A misclassification detection method for detecting a misclassified sample from a set of samples in which a category to which the content belongs is known, including a misclassified sample that is content classified into a wrong category,
By the probability model generation means, content x and the joint probability model p (x, y; theta) of the sample represented by category y an estimate of the parameter theta of ^ theta, the joint probability model based on a single point out cross assay p (x, y; Θ) the predicted likelihood of so as to maximize, calculating using the weight w _n set for each sample n,
The content x _n is classified for each sample n based on the estimated value ΘΘ of the parameter value Θ of the joint probability model p (x 1 , y 2 Θ ) calculated by the probability model generation means by the misclassified sample detection means.

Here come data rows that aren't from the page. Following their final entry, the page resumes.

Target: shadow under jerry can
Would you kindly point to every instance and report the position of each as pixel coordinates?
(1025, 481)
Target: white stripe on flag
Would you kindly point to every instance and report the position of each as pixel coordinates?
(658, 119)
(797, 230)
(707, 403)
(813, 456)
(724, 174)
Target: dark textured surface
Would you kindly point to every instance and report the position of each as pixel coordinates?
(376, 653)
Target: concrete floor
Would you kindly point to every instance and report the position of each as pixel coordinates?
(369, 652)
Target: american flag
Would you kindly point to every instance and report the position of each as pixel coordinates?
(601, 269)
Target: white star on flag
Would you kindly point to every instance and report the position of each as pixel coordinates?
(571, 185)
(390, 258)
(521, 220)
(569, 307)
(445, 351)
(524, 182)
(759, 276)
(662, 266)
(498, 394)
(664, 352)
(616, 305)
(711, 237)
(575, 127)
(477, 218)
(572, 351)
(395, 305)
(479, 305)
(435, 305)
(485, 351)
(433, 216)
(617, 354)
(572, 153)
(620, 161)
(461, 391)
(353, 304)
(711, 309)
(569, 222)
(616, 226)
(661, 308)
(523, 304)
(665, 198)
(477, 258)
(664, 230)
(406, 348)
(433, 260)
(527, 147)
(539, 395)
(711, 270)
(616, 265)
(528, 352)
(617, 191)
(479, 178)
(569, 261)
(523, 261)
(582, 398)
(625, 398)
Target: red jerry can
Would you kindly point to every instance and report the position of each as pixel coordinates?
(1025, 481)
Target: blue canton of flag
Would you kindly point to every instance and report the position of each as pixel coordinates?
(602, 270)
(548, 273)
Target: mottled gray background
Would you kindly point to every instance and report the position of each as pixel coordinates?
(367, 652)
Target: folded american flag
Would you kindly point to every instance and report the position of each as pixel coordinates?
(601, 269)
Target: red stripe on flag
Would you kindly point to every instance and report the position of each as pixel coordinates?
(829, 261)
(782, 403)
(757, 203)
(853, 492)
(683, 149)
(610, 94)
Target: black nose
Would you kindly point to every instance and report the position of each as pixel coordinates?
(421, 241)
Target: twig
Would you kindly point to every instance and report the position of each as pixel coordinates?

Calculated predicted class posterior probability P (y _n | x _n ; ^ Θ ) of the category y _{n, and based on} the predicted class posterior probability P (y _n | x _n ; ^ Θ ) of each sample n Detecting a classification sample;
Only including,
Calculating the parameter value Θ of the joint probability model p (x _n , y _n ),
A weight parameter that defines a weight w _1n for which a large value should be set for a correctly classified sample n so that the sum of log likelihoods of each sample n based on the one-point exclusion cross-validation method is maximized by the weight calculation means Calculating the matrix estimate ^ W;
By the convergence determination means, the amount of change of the estimated value ^ W of the weight parameter matrix is calculated, and until the estimated value ^ W of the weight parameter matrix satisfying the convergence condition is obtained or until a predetermined number of times is reached, the weight calculation means A step to repeat the calculation;
By the parameter calculating means, using the estimated value ^ W obtained the weight parameter matrix by repeating processing by the convergence determination unit, for each sample n, before Symbol joint probability model p (x, y; Θ) parameters theta Calculating an estimate ^ Θ _-n based on the one-point exclusion cross validation method ,
Including misclassification detection methods.

4. The joint probability model p (x, y; Θ) = p (x | y; Θ) P (y) of p (x | y; Θ) is given by a Naive Bayes model whose parameter is represented by Θ. 4. The misclassification detection method according to 4 or 5.

The program for functioning a computer as each means of the misclassification detection apparatus of any one of Claims 1-3.